Al contrario, si è affermato che i pasti di preparazione domestica costituiscono un’estensione dell’attività di preparazione alimentare familiare autogestita, senza intervento di terzi estranei al nucleo familiare, e che la preparazione di questi è un’attività non assoggettata alle imposizioni delle vigenti normative in materia di igiene dei prodotti alimentari e delle imprese alimentari e relativi controlli ufficiali (Reg. C.E. n. 178/2004, C.E. n. 852/2004 n. 882/2004), e non è soggetta a forme di autorizzazione sanitaria, né a forme di controlli sanitari, ricadendo completamente sotto la sfera di responsabilità dei genitori o degli esercenti la potestà genitoriale, sia per quanto concerne la preparazione, sia per ciò che attiene la conservazione ed il trasporto dei cibi in ambito scolastico.

La sola competenza del dirigente e del corpo docente sarebbe dunque quella che passa attraverso il generale dovere di vigilanza sui minori, semmai volta, nello specifico, ad evitare che vi siano scambi di alimenti, ma senza che vi siano aggravi di responsabilità.

Ad ogni modo, al fine di ridurre al massimo possibile il rischio alimentare connesso ai pasti, sia per quelli preparati in ambito domestico, sia per quelli preparati nel normale servizio refezionale, è sempre possibile adottare, anche al livello di singolo istituto scolastico, accorgimenti tecnici ed organizzativi: percorso autonomo per i cibi domestici e, quindi, non commistione di alimenti; contenitori ermetici forniti dalle famiglie ai figli; adozione di misure idonee ad evitare scambi di cibi. Troverebbe inoltre applicazione il d.lgs. 9 aprile 2008, n. 81 (su tutela della salute e della sicurezza nei luoghi di lavoro).

Infine, il personale A.T.A. e gli spazi per la mensa, se sono sufficienti per coloro che ne utilizzano i servizi, lo saranno anche per chi fa autorefezione. 

Ora, tali acquisizioni giurisprudenziali si rivelano particolarmente rilevanti e utili nell’attuale periodo di emergenza epidemiologica, in atto ormai dall’inizio dello scorso anno. 
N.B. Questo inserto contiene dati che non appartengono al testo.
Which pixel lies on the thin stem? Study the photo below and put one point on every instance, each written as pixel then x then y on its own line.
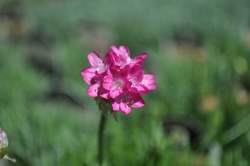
pixel 102 125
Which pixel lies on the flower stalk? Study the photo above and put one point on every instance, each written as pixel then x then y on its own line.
pixel 101 132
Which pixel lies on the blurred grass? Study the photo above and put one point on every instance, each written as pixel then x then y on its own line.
pixel 199 51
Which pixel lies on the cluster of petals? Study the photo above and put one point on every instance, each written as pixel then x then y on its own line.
pixel 118 78
pixel 3 140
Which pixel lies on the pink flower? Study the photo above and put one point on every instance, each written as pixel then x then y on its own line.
pixel 118 78
pixel 3 140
L’attuale situazione sanitaria, innanzitutto, imporrà agli istituti scolastici di adeguare attentamente, sotto il profilo igienico-sanitario, l’organizzazione scolastica, soprattutto con particolare attenzione al servizio di mensa per gli alunni, dove è necessaria l’adozione di tutte le possibili precauzioni volte ad evitare che tale momento di convivialità diventi occasione di trasmissione del contagio. Anzi, nell’attuale contingenza la soluzione dell’autorefezione potrebbe addirittura risultare vantaggiosa, dato che il pasto da casa passa evidentemente per le mani dei soli genitori.

Ma se si tiene conto della flessibilità dell’organizzazione del servizio mensa di cui si è sopra dato conto e della non essenzialità ai fini strettamente didattici del “tempo mensa”, le istituzioni scolastiche dovrebbero essere portate anche a consentire una rimodulazione degli orari scolastici, ove proposta da una maggioranza di genitori, anche a livello di singole classi, diretta a concentrare l’orario scolastico (spesso già ridotto per via della situazione emergenziale) nelle ore del mattino e nelle primissime ore del pomeriggio, con l’eliminazione del “tempo mensa”, e conseguente rinuncia da parte dei genitori al relativo servizio. 

Tale soluzione, se debitamente istruita e modulata dalla dirigenza e da questa quindi ritenuta compatibile con gli interessi organizzativi e in generale con il buon andamento dell’istituzione scolastica, dovrebbe essere poi tempestivamente comunicata all’ente locale al fine di permettergli una riorganizzazione del servizio mensa e, qualora possibile, una revisione degli accordi contrattuali con la ditta erogatrice del servizio, con conseguente esonero dei genitori dal pagamento del servizio che non viene erogato né fruito.